Tuesday, August 28, 2007

Gregory Clark and Adam Smith

Posted on Marginal Revolution in Tyler Cowen's Debate on Greory Clark's new book, A Farewell to Alms, Princeton University Press, August 2007.

I think we must distinguish sharply between the Adam Smith from Kirkcaldy who wrote Wealth Of Nations and the ‘Adam Smith’ from Chicago who didn’t and ‘his followers’, that is those who taught in American campuses in the 20th century who never read his books for themselves, but who believed versions of his alleged ideas in the form of popular quotations selected by their tutors (many, if not most, of whom hadn’t read Adam Smith’s books either).

Gregory Clark narrowly evades being lumped completely with the latter, but he is in the ante-chamber of accepting Chicago’ neoclassical version of Adam Smith care of George Stigler and Co. (See pages 145-6 of Farewell to Arms).

Smith did not say that ‘people everywhere are the same’ (a ludicrous statement – they are not even the same in the same family!). He said, as did Hume, that human nature is the same, within the range of possible varieties, and has been throughout the ages. Readings of Herodotus, Machiavelli, the Bible, Shakespeare, et al, show human characters that modern readers can relate to. Smith discusses some of this in his Lectures in Rhetoric and Belles Lettres (1762-3) published by Liberty Press. In so far as ‘material preferences and aspirations’ means anything, Smith said that the motive of ‘seeking to better themselves’ was endemic. This was not just narrowly about ‘material preferences’; it is in many things (natural elements causing humans to seek shelter, etc.,) where modern sets of ‘material preferences’ did not exist.

It wasn’t that growth was guaranteed given ‘given the right incentives’, as if the latter was a pre-condition for the growth.
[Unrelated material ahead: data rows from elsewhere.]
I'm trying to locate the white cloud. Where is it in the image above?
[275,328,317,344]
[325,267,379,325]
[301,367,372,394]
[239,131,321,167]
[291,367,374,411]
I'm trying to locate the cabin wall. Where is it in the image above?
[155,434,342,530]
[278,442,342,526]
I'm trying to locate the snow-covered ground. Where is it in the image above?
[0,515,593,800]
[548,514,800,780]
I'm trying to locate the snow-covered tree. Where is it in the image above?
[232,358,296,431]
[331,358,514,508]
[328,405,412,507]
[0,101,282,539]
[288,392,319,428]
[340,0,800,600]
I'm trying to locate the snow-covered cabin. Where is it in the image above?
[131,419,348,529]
Smith explicitly rejected that notion in his criticism of the Francois Quesnay, who believed ‘perfect liberty’ was a pre-condition for opulence. Smith asserted: ‘ If a nation could not prosper without the enjoyment of perfect liberty and perfect justice, there is not in the world a nation which could ever have prospered’ (WN IV.ix.28: p 674). Hence, Greg’s statement, which melds with his, perhaps justified criticism of the World Bank and IMF economists (trained in, and practitioners of, neoclassical economics and also unread in Smith too), on pages 145-6 needs revision.

I am not clear where Smith in Wealth Of Nations ‘repeatedly explains’ poor performance in the pre-industrial world as a deficiency in ‘incentives’. If it does permeate the WB and IMF and econ depts, they did not get it, and much else that they preach, from Smith. His critique of mercantile political economy was that its foreign trade and colonial policies distorted the British economy (made it under perform in growth terms) because it provided the wrong (not ‘poor’) incentives (Book IV and chapter IX of Book V).

Being reasonably familiar with Smith’s historical approach, I am not sure where his ‘vision’ has been unconfirmed by empiricists. Greg has a narrow vision of Smith’s account of the revival of European commercial societies following the 1,000 year interregnum after the fall of Rome in the 5th century to the 15th century. Smith's Lectures On Jurisprudence and Wealth Of Nations clearly show his attention to elements of this revival, starting in nascent trade from small settlements and towns, mainly near waterways and coasts, and the country-town trade in agricultural and manufacturing products, and in the transformation of serfdom into tenancy farming. If ‘serious empirical studies’ contradict Smith’s actual analysis I shall need a great deal more convincing from Greg.

Commercial societies did not begin in 1800 (an arbitrary boundary, more of a Polanyi argument). They had a long history, linked to foreign trade and improving technology (think of the chronometer in long distance navigation which was proven in Captain Cook’s voyages; bookkeeping in Venice, and so on). Smith was the long-run specialist par excellence. His so-called ‘followers’ in US academe are epigones in this regard.